Redis单实例用于分布式锁的方案,在对可靠性要求不够高的场景下已经被大量应用,然而此方案存在一些缺陷,其作者提出了一种新的基于redis多实例的改进版算法。
1. Redis单实例作为分布式锁存在什么问题?
单点故障。假设Redis实例crash了,依赖获取锁后进行相应工作的业务逻辑无法执行。
互斥问题。进程A取锁,进入业务逻辑工作,此时Redis实例恰好crash并快速恢复了。进程B立即取到锁,也进入了业务逻辑。Boom,分布式锁的互斥性得不到保证了。
2. 新版Redlock算法的思路是什么?
- It gets the current time in milliseconds.
客户端获取当前时间(毫秒)- It tries to acquire the lock in all the N instances sequentially, using the same key name and random value in all the instances. During step 2, when setting the lock in each instance, the client uses a timeout which is small compared to the total lock auto-release time in order to acquire it. For example if the auto-release time is 10 seconds, the timeout could be in the ~ 5-50 milliseconds range. This prevents the client from remaining blocked for a long time trying to talk with a Redis node which is down: if an instance is not available, we should try to talk with the next instance ASAP.
用同一个key+随机value顺序向N个redis实例取NX锁,取NX锁的timeout相比redlock锁的release时间要小得多(毫秒级),若某个redis实例crash客户端能快速越过- The client computes how much time elapsed in order to acquire the lock, by subtracting from the current time the timestamp obtained in step 1. If and only if the client was able to acquire the lock in the majority of the instances (at least 3), and the total time elapsed to acquire the lock is less than lock validity time, the lock is considered to be acquired.
当且仅当获取半数以上redis实例的NX锁,且获取NX锁的总耗时(利用当前时间减去第一步的时间)小于redlock锁的release时间,获取redlock锁成功- If the lock was acquired, its validity time is considered to be the initial validity time minus the time elapsed, as computed in step 3.

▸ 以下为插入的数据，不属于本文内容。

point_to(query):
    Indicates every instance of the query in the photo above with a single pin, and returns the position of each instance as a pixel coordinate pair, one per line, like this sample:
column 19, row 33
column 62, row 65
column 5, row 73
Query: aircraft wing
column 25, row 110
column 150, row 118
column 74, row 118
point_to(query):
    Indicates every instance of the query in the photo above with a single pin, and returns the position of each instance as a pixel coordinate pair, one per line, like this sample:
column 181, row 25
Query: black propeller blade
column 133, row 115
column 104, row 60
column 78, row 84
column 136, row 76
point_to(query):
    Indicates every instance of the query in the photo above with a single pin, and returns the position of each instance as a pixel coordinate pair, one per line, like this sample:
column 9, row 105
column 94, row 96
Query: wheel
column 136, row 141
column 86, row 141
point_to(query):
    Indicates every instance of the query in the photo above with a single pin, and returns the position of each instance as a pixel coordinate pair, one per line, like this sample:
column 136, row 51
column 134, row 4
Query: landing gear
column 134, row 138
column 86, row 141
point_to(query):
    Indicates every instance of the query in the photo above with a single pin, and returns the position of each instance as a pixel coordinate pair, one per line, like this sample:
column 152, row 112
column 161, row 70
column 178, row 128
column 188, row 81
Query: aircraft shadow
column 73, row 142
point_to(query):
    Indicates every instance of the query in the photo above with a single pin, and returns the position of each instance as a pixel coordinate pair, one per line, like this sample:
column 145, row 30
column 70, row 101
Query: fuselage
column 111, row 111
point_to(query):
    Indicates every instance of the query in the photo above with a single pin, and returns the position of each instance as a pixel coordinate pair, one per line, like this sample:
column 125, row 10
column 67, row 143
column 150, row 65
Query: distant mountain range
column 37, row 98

- If the client failed to acquire the lock for some reason (either it was not able to lock N/2+1 instances or the validity time is negative), it will try to unlock all the instances (even the instances it believed it was not able to lock).

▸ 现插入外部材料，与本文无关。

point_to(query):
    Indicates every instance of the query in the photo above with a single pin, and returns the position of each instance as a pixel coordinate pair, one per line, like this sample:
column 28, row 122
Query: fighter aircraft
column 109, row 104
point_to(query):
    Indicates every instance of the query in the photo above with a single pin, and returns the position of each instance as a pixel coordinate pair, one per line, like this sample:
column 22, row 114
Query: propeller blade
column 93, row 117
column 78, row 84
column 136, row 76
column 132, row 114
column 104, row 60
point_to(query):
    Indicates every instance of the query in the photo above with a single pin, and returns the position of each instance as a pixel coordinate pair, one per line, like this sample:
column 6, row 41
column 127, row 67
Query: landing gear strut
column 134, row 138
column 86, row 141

如果获取redlock锁失败,主动释放各个redis实例已经获取的NX锁
3. Martin认为以上算法存在什么问题?
分布式领域的专家在他的博客对分布式算法redlock提出质疑,质疑点如下。
互斥性问题。见下图。Client1获取锁后进入STW,STW后锁已经超时,但Client1仍然认为自己持有锁。antirez在他的博客回应可以通过时间的double check来规避这个问题,但Martin提出,STW可能在任何情况下发生,更甚的是网络导致的延迟更是程序难以规避的,检查时间根本没用。Martin在他的博客提出了fencing的解决方案,详见他的博客。

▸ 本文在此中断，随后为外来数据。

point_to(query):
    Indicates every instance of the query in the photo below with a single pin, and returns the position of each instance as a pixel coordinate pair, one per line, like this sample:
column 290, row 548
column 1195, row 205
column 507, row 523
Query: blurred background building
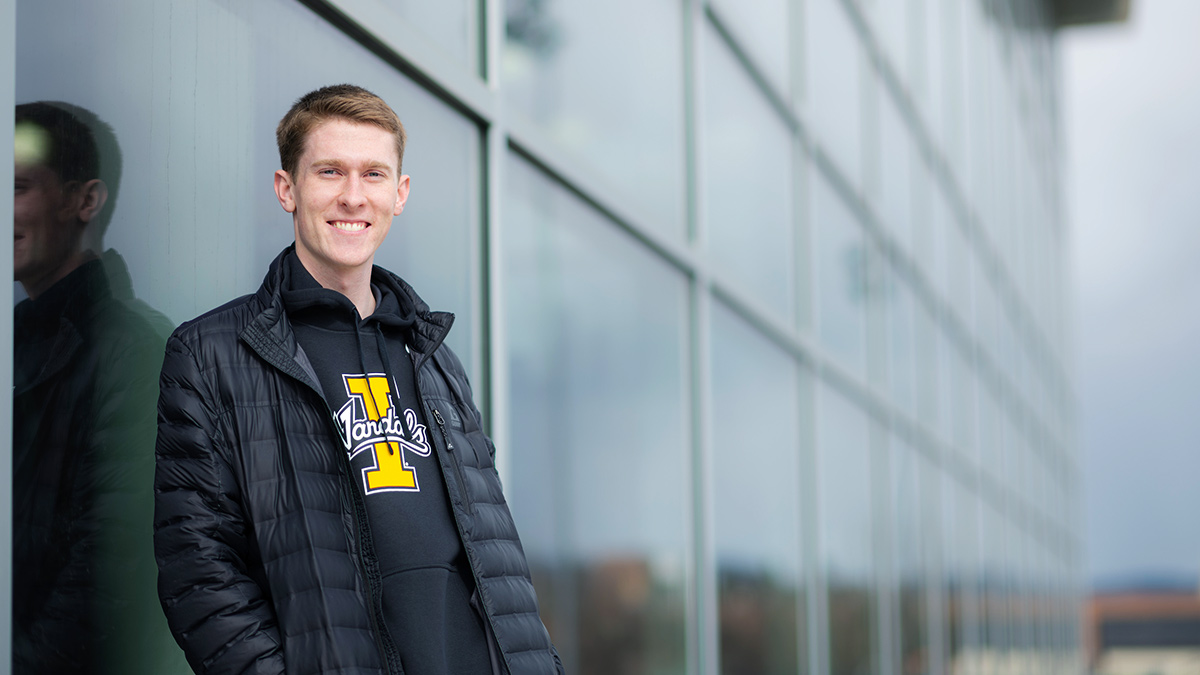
column 766, row 302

时钟依赖问题。Martin提到Redis依赖于系统调用gettimeofday
来判断NX锁是否超时,gettimeofday
的可靠性堪忧,某些情况下如NTP校时会导致NX锁的提前或延后超时,Martin在他的博客提出这也会导致互斥问题。
直觉上来讲,redlock算法在上述第3步,获取锁的时间虽然没超时,但获取锁的时间占据了redlock锁release时间的大部分,此时还有进行下去的必要吗?
4. antirez的回应有哪些亮点?
为什么NX锁的value要用随机值?可以通过lua脚本原子性的释放锁。
客户端获取redlock锁失败后,应休眠random delay后重试,防止多客户端在同一时间又去竞争锁,竞态得不到缓解。
如果N个redis实例其中某一个crash了,可以为其设置一个delay start,防止它恢复后突然加入打破现有的平衡。也可以考虑设置fsync,这样每次redis数据修改都会落盘。